Junior Balkan Mathematical Olympiad 2021 - Problem 3 | Solution - 2 July 2021



Problem 3. Let $ABC$ be an acute scalene triangle with circumcenter $O$ . Let $D$ be the foot of the altitude from $A$ to the side $BC$ . The lines $BC$ and $AO$ intersect at $E$ . Let $s$ be the line through $E$ perpendicular to $AO$ . The line $s$ intersects $AB$ and $AC$ at $K$ and $L$ , respectively. Denote by $\omega$ the circumcircle of triangle $AKL$ . Line $AD$ intersects $\omega$ again at $X$ . Prove that $\omega$ and the circumcircles of triangles $ABC$ and $DEX$ have a common point.

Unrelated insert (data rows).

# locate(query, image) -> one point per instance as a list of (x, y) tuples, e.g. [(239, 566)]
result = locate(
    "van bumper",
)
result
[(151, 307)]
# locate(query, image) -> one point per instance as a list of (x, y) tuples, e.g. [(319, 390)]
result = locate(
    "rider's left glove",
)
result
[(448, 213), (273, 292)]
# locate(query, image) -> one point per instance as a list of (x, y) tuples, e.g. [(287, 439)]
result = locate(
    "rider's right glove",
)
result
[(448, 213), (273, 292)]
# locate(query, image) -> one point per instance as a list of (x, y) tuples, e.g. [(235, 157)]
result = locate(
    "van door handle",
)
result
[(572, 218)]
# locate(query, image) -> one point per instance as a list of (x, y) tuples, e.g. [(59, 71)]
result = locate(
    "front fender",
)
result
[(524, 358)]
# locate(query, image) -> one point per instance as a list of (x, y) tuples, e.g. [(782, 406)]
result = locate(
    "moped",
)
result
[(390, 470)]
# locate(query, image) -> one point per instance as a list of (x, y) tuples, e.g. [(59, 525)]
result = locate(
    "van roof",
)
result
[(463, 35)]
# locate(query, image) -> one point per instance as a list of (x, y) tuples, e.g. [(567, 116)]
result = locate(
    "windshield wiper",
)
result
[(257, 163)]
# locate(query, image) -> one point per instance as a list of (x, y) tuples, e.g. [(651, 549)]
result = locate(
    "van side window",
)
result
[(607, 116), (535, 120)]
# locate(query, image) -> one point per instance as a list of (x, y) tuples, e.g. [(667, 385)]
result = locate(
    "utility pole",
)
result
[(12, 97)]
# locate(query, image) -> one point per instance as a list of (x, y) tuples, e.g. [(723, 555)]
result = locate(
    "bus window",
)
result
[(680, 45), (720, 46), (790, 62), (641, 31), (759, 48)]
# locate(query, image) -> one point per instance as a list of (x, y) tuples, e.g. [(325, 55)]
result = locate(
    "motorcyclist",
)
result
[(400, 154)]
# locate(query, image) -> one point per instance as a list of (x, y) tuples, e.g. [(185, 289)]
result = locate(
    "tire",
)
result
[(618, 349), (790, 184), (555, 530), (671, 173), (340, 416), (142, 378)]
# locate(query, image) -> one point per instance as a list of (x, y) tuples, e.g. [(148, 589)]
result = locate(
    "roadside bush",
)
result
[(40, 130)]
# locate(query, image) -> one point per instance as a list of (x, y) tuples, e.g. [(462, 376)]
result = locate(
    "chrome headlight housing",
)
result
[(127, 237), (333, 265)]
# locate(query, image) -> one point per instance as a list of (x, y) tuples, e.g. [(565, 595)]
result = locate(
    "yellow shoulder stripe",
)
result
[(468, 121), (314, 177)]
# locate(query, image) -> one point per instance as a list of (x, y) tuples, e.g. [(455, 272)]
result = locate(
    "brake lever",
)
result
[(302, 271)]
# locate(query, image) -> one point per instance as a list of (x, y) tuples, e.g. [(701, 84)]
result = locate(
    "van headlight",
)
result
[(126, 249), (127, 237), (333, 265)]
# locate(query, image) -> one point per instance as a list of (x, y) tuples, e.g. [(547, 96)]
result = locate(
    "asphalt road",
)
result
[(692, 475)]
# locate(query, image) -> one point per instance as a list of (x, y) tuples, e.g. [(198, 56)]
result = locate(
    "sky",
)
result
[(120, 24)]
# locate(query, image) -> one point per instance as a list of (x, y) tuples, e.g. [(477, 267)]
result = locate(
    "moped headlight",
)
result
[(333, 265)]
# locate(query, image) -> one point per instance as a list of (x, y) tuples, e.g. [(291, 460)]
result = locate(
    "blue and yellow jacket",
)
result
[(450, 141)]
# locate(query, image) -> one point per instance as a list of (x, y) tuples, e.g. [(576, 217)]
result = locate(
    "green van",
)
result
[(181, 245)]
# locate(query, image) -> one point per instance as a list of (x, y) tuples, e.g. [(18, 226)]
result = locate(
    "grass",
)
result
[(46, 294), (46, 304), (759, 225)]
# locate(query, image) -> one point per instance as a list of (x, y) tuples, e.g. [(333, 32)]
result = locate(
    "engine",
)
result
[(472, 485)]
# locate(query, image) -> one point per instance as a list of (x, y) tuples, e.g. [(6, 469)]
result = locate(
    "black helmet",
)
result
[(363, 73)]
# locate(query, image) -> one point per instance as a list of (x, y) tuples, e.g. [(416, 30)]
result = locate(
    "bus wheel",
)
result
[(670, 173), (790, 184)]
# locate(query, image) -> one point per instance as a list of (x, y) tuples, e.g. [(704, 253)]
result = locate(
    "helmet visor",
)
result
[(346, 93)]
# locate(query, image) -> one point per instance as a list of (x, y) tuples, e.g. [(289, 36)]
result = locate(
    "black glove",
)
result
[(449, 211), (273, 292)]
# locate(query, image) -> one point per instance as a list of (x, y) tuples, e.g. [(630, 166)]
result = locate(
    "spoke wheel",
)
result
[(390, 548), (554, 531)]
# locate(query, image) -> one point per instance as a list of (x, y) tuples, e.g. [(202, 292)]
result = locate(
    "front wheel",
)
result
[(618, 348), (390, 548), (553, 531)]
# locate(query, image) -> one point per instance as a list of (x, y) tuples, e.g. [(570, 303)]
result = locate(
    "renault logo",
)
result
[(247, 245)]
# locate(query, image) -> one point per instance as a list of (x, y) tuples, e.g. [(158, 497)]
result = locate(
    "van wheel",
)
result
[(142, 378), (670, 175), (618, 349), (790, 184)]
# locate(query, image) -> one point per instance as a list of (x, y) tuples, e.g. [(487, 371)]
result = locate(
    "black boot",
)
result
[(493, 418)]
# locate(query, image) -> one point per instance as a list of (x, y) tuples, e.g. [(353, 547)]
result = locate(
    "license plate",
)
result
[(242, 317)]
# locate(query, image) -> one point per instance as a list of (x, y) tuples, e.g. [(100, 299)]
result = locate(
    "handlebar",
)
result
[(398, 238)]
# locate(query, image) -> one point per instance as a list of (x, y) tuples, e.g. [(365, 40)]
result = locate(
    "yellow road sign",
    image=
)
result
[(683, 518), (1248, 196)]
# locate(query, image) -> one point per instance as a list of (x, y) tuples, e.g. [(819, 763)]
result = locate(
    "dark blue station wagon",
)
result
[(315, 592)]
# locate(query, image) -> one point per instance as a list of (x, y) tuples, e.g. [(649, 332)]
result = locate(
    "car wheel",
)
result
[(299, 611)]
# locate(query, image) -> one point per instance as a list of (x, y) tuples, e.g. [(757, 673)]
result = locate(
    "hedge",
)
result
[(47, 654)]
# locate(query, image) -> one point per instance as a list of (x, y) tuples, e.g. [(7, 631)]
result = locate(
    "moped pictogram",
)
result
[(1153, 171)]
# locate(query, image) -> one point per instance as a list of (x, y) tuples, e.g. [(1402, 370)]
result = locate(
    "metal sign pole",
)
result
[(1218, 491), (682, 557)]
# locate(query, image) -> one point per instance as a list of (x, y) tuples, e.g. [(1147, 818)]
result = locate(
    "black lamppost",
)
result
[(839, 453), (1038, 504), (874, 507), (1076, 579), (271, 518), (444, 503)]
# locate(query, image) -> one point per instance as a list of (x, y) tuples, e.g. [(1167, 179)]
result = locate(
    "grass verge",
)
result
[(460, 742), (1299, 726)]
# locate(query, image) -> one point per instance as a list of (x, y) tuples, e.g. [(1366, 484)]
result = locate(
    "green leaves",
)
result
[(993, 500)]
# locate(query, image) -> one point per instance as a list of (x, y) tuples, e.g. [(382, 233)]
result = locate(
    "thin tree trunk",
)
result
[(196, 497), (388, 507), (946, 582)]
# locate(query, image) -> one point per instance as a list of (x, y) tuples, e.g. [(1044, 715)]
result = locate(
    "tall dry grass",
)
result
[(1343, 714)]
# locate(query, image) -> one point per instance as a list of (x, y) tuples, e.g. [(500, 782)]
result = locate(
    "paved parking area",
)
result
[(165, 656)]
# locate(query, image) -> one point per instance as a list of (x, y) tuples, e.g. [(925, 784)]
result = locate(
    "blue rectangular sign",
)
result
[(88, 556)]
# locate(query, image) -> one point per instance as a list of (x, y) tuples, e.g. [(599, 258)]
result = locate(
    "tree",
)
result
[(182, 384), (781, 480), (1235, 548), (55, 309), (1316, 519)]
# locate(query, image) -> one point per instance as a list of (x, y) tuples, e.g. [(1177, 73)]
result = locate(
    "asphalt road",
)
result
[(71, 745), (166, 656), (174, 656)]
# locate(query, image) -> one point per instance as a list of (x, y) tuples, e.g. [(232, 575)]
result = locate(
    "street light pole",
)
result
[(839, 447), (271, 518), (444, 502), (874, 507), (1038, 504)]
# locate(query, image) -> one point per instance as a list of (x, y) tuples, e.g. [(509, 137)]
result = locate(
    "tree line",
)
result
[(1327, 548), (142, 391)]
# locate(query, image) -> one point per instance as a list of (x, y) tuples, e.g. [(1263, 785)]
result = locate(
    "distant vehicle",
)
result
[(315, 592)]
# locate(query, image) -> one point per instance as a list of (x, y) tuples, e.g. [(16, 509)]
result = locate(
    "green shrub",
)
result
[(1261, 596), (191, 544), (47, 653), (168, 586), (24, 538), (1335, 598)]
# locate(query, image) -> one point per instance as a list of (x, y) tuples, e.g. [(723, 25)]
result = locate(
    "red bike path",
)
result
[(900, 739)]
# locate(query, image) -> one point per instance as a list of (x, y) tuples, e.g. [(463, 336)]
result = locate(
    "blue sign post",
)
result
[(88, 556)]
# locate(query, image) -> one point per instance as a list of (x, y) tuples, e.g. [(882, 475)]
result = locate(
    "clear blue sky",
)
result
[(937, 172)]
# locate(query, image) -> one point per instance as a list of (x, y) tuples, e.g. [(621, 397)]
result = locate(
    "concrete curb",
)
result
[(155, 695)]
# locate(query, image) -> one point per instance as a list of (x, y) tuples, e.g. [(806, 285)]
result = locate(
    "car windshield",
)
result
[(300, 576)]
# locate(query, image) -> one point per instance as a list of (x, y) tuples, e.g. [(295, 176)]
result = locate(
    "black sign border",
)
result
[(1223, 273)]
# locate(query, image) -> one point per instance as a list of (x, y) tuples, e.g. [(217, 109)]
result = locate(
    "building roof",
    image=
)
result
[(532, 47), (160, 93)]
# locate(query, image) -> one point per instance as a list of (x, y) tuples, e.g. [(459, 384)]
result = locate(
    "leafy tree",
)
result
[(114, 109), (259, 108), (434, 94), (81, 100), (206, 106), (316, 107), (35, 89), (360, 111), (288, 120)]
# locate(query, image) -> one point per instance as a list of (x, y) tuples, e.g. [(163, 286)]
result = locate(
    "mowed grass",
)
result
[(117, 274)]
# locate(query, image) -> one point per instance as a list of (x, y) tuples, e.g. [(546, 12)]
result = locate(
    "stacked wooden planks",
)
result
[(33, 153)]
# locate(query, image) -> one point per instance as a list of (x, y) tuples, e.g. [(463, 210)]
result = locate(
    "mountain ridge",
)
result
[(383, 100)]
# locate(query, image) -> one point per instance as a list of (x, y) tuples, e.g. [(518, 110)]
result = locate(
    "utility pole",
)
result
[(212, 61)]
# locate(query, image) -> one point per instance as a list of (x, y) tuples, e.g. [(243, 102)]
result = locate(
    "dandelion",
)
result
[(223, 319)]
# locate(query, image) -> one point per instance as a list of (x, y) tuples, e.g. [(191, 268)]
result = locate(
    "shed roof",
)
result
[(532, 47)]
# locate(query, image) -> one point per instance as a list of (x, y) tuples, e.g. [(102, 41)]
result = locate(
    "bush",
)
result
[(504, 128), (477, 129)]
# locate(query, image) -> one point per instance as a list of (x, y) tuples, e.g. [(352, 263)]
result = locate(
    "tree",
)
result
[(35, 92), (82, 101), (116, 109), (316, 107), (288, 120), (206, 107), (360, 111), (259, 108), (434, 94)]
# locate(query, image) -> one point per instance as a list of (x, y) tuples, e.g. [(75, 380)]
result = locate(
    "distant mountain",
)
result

Solution Let $AO \cap (ABC) = Y$ . Since $\angle AKE = \angle ACB$ , we have $KBLC$ is cyclic. So by PoP, we have $AE\cdot EY = BE \cdot EC = KE \cdot EL$ , implying that $ALYK$ is cyclic. Now note that $\angle AXK = \angle ALK = \angle ABC$ , giving $BDXK$ is cyclic. Similarly $\angle AYK = \angle ALK = \angle ABC$ , giving $BEYK$ is cyclic. Thus by PoP, we have $AE\cdot AY = AB \cdot AK = AD \cdot AX$ , implying that $DEYX$ is cyclic, so the circumcircles of $ABC , DEX$ and $AKL$ have a common point, which is $Y$ . :